24 miRNAs were absent in transgenic barley (Table S1), suggesting that the expression of these miRNAs might be suppressed by TaDREB3. On the other hand, 20 miRNAs were transgenic barley specific (Table S1) implicating that these miRNAs might be activated by TaDREB3. Combined together, these results indicate that TaDREB3 affects the miRNA expression in multiways. It is to note that most of these group-specific miRNAs are low copies because when threshold > = 10 is applied, only one miRNA is different between the two groups (Supplemental Table 1). This highlights the possibility that the low abundant group-specific miRNAs may be sequenced by chance in one sample but not in the other and thus not be truly group specific. Why some miRNAs were activated, while others were suppressed, by TaDREB3 is not clear, but likely to be associated with the function of TaDREB3. It is conjectured that most of these miRNAs may not be directly regulated by TaDREB3 because the binding site for TaDREB3 was not found in the upstream region of most miRNA genes that were regulated by TaDREB3. Instead, these miRNAs might be regulated through TaDREB3-related TFs or by means of regulating the miRNA host genes (in case of intronic miRNAs). In support of this, the predicted putative targets of miRNAs were not found to be the targets of TaDREB3 (Table S3).

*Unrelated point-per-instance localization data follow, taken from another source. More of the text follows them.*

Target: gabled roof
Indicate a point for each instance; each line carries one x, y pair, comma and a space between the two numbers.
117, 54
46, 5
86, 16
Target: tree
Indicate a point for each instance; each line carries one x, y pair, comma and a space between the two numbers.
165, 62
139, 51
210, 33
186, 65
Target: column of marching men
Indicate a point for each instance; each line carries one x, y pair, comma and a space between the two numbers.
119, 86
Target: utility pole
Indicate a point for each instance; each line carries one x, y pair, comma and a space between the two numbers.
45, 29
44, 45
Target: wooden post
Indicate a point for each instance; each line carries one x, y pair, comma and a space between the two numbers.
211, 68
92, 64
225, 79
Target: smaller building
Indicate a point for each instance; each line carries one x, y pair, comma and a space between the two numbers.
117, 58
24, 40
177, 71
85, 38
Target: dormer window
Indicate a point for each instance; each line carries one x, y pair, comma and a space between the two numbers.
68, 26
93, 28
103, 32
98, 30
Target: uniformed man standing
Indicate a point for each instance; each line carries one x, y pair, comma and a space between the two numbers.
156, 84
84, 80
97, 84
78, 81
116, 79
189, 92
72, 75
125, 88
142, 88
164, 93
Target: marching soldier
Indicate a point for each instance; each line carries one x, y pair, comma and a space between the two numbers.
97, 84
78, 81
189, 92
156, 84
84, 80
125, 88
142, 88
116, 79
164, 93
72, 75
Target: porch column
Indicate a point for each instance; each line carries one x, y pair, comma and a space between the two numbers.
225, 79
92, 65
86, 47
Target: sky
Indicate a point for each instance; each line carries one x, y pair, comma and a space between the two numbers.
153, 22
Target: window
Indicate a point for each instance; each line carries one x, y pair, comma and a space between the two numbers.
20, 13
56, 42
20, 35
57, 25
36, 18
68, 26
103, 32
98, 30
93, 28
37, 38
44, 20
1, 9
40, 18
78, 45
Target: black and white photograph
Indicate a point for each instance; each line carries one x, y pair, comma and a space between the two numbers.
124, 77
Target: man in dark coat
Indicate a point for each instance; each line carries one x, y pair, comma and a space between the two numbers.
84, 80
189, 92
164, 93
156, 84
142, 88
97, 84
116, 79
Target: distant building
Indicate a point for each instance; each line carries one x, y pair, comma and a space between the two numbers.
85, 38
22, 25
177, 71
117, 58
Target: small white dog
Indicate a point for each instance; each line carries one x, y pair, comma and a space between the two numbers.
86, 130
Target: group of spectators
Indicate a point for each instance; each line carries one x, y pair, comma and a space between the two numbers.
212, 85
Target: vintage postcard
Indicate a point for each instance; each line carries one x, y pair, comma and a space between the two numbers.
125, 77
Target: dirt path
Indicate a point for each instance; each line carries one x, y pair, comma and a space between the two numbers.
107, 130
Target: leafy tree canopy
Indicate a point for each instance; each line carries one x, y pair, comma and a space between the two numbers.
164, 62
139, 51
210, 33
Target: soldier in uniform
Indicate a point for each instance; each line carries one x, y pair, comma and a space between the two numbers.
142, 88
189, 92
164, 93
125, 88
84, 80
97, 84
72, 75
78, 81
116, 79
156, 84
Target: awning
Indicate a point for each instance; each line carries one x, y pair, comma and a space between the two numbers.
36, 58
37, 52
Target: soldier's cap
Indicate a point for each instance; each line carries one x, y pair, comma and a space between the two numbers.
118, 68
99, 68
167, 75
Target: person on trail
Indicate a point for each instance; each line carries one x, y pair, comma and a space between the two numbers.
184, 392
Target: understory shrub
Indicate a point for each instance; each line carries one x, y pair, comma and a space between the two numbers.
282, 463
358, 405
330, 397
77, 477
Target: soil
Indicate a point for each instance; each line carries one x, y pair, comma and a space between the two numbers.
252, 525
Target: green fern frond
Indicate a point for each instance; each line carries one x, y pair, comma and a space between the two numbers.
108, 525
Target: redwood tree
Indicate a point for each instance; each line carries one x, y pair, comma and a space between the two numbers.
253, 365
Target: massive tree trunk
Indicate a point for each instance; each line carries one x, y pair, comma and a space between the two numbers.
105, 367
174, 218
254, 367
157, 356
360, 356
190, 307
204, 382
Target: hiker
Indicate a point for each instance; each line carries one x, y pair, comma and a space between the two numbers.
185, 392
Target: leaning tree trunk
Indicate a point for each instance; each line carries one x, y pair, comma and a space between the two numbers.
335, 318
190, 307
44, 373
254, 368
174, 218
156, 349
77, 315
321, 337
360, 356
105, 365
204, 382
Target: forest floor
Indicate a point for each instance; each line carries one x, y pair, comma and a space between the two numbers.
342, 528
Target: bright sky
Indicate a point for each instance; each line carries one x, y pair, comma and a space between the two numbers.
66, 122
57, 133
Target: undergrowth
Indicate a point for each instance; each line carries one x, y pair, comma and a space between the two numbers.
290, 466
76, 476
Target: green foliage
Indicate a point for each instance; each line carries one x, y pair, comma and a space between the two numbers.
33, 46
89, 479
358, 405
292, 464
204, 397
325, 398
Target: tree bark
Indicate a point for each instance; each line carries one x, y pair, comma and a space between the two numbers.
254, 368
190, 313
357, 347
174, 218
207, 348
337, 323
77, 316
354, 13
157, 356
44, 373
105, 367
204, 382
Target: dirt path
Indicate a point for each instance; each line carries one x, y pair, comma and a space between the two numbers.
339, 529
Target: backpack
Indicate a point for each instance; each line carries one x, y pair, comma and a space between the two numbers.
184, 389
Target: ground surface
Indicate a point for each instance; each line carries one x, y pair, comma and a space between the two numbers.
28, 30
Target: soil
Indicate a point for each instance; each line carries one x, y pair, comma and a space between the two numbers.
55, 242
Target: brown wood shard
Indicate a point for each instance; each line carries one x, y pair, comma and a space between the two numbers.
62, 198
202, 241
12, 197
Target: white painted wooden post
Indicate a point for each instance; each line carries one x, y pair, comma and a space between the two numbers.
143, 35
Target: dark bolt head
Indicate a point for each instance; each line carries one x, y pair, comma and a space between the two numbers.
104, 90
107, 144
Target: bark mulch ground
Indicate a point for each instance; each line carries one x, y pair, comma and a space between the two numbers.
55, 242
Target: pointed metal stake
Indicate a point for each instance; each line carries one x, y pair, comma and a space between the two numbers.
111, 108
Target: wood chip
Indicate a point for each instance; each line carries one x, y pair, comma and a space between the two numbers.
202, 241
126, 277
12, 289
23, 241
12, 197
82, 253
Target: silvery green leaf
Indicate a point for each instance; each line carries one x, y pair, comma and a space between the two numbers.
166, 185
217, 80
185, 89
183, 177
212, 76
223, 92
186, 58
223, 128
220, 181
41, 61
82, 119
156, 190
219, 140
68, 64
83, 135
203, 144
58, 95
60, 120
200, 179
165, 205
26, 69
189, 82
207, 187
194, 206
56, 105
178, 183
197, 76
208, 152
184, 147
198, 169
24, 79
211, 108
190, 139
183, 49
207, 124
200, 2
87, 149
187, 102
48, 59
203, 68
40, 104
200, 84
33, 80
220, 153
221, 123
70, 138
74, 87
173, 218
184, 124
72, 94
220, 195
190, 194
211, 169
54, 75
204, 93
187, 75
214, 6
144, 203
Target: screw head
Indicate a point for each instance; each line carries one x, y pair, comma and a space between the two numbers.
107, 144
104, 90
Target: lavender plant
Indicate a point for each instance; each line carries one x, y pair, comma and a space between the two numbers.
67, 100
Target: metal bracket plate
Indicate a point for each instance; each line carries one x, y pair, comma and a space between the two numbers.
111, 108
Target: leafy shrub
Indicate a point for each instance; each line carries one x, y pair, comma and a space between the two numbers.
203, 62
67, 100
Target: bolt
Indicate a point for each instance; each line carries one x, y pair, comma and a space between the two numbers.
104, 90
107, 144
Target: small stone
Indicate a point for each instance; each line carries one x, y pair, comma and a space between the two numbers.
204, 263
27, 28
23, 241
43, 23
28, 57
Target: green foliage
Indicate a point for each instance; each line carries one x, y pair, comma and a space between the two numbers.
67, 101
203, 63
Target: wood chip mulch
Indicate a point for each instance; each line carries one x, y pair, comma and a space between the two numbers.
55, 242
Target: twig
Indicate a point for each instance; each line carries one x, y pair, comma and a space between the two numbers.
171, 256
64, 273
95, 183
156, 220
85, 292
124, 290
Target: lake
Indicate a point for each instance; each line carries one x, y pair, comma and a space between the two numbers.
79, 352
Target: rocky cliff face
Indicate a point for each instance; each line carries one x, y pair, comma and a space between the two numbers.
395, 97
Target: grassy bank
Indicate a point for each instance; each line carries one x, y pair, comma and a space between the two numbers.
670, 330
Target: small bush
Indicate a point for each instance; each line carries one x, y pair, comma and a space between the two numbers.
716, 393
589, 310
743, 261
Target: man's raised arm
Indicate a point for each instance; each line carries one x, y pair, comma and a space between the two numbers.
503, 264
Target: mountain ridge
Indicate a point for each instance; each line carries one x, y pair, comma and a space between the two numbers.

Differentially expressed miRNAs were observed between the two groups. The most abundant miR156 was over two-fold up-regulated in transgenic barley. Coincidently, miR156 is induced by drought [26] and TaDREB3 is specially functional in drought tolerance and induced by drought [14]. This suggests that the regulation of miR156 in vivo may be true and miR156 is a good candidate for drought tolerance and for further functional analysis of the impact of TaDREB3 on the expression of miRNAs. Previous studies showed that miR156 targets SQUAMOSA promoter binding protein-like (SPL) TFs, which control flowering time, phase change, leaf initiation rate and positively regulate miR172 [27][28]. Therefore, miR156 suppresses the expression of miR172. Correspondingly, miR172 was down-regulated in transgenic barley (Table S1). Intriguingly, miR172 targets the AP2 genes, which can also control the timing of flowering [29] and enhance drought tolerance [30]. These data indicate that differentially expressed miRNAs are connected to each other in complex networks in order to coordinate with the function of TaDREB3. It is to note that miR172 can in turn positively regulate the SPL TFs, but not miR156 [28].

Analysis of the putative miRNA sequences showed that uracil and adenine were the two predominant nt at the 5′ ends, accounting for 45% each, while adenine was a predominant nt at the 3′ ends, accounting for 55% (Table 8). The preference of these nt at the 5′ and 3′ ends is in agreement with previous findings in rice and Arabidopsis [31]. However, in the miRBase, the most dominant uracil at the 5′ ends accounts for 76% in Arabidopsis and 58% in rice, followed by adenine, accounting for 12% in Arabidopsis and 11% in rice. The 5′ terminal nt of miRNAs has been implied to be an important recognition signal for the argonaute (AGO) proteins [32], which are central to the function of an active RNA-induced silencing complex (RISC) containing Dicer and associated proteins. The 5′ terminal uracil is preferentially recognised by AGO1, while the 5′ terminal adenine is preferentially recognised by AGO2 [32]. The size of miRNAs also has an effect on the selection of AGOs. 24-nt miRNAs are preferentially recognised by AGO4, while the other sizes of miRNAs as well as the 24-nt miRNAs with C at the 5′ end are preferentially recognised by AGO5 [32].

Alignment of sRNA sequences with the TaDREB3 gene revealed that some sRNA sequences were derived from TaDREB3. We observed that (i) these sRNA sequences were only detected in transgenic barley, but not in non-transgenic barley containing the TaDREB3-homologous gene; (ii) the TaDREB3-derived sRNA sequences were concentrated on some regions rather across the whole gene; and (iii) sRNA sequences reversely complementary to the TaDREB3 gene were only detected in transgenic barley and some overlapped forward TaDREB3-derived sRNA sequences. These observations suggest that TaDREB3 may be degraded at least partially via the miRNA/siRNA pathway. If this hypothesis is true, it could explain why so many sRNA sequences are different between the two groups and would be the first direct evidence for the feedback loop model between TFs and sRNAs in plants: TaDREB3 activates the expression of sRNAs and the activated sRNAs in turn regulate the expression of TaDREB3. Nevertheless, this model needs to be confirmed experimentally.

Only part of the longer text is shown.